Mattias Bjoernmalm, a former research fellow at Imperial College London, wrote an eye-opening piece of advice on Science. One evening, when his experiment wasn’t working out and overworked Mattias was in despair, a postdoc reached out to him.

“‘I think, it’s time to go home and get some sleep’, said the postdoc smiling. ‘Taking a break is also hard work, you know?’”

Later on in that article, Mattias wrote and I quote—“That conversation helped me understand that exciting, novel ideas don’t come from a mind constantly under pressure. My best ideas and ‘aha’ moments almost always come after I allow my mind to relax, to drift”.    

That chit-chat changed the way Mattias perceived his work. The biomedical scientist started working smarter, not harder. And guess what? He went on to become one of Europe’s “highly promising researchers”, received ICL President’s Award, and was an invited member of the World Economic Forum expert network.

Photo by Maddy Freddie on

Great thinkers and scientists around the world have sought to take breaks.
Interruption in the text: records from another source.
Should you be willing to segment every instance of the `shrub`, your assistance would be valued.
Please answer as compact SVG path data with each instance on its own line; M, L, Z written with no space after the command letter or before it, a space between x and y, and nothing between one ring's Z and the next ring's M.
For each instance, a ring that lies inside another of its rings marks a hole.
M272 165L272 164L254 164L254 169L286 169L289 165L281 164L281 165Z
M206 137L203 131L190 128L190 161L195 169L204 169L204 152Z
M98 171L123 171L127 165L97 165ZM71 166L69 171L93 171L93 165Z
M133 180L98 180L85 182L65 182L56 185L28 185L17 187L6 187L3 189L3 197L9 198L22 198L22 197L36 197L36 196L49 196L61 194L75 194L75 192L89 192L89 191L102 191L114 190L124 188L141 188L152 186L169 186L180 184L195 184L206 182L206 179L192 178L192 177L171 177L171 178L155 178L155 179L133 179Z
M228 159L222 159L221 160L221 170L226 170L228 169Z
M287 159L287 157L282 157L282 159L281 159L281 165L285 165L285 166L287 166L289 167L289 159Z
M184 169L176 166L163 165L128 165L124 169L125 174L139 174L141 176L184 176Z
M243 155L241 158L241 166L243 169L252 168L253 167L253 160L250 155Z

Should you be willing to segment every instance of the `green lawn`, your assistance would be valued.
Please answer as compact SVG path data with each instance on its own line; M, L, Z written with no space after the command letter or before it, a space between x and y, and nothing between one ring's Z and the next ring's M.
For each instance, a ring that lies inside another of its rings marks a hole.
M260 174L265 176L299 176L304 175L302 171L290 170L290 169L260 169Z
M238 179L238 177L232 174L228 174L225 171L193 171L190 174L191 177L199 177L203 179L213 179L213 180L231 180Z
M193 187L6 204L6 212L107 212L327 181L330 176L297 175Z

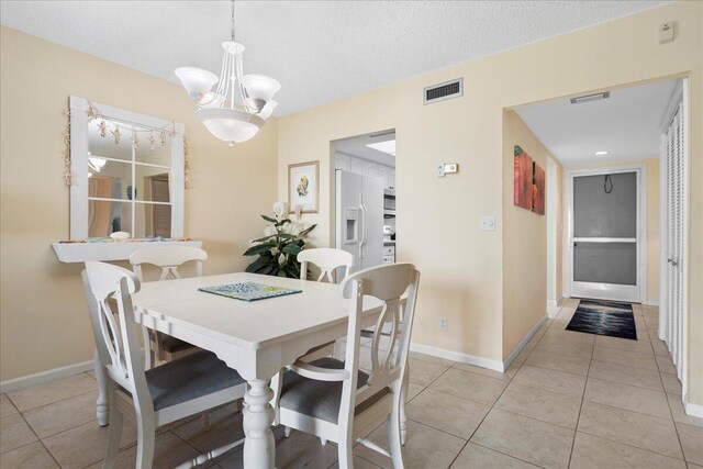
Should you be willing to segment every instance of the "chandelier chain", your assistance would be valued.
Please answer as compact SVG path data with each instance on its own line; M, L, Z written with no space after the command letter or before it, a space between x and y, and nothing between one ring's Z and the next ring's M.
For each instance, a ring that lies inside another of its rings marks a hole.
M234 0L232 0L232 42L236 42L236 34L234 33Z

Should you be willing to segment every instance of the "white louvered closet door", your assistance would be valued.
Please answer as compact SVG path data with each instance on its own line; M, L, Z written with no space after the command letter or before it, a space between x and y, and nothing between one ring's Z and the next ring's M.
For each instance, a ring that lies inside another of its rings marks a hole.
M666 142L666 334L679 379L684 369L683 233L684 233L684 135L682 107L673 116Z

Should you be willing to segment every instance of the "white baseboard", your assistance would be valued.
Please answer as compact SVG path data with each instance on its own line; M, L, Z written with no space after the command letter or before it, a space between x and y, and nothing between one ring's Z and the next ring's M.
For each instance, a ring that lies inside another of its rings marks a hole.
M460 351L447 350L423 344L410 344L410 349L419 354L432 355L433 357L488 368L489 370L503 371L503 364L500 360L491 360L490 358L477 357L476 355L462 354Z
M683 409L685 410L687 415L703 418L703 405L690 403L688 395L683 398Z
M515 358L520 355L520 353L523 351L523 348L525 348L529 339L532 339L533 336L537 334L537 331L539 331L539 327L542 327L542 325L545 323L545 321L547 321L547 319L548 317L546 315L542 316L542 319L537 321L537 324L535 324L534 327L527 333L527 335L521 340L521 343L517 344L517 347L515 347L513 351L511 351L507 358L505 358L505 361L503 361L502 371L505 371L507 367L510 367L510 365L513 362L513 360L515 360Z
M93 369L93 360L82 361L80 364L68 365L66 367L54 368L53 370L42 371L35 375L23 376L20 378L9 379L0 382L0 392L11 392L30 386L41 384L43 382L53 381L59 378L78 375L83 371Z

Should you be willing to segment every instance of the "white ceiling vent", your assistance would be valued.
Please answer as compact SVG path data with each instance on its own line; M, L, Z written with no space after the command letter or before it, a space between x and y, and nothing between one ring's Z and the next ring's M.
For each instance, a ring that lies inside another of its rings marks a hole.
M458 98L460 96L464 96L464 78L457 78L456 80L425 88L424 102L425 104L432 104L433 102Z

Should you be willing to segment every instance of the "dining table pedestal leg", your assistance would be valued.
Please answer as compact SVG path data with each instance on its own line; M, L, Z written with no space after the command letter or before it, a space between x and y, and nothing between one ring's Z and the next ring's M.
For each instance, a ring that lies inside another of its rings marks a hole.
M270 404L274 390L268 379L247 380L249 389L244 395L244 467L272 469L276 464L276 442L271 425L276 412Z

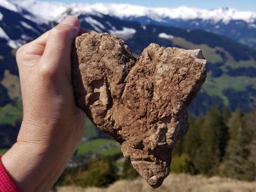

During leisure, they could explore the world. Leisure was part of their life, not a luxury.

Being an academic, I feel the same. The working culture we’ve managed to foster won’t lead us anywhere.

You can’t discover anything truly exceptional if you’re stuck in this vicious cycle. You need to get out of it, let your mind wander, and do more thought experiments than real ones.

Here I repeat. Take a break. From science. For the sake of doing it better.

If you encounter Rutherford anytime around you and are questioned, be sure to reply that you think in the evening and work in the morning. And be honest about your words.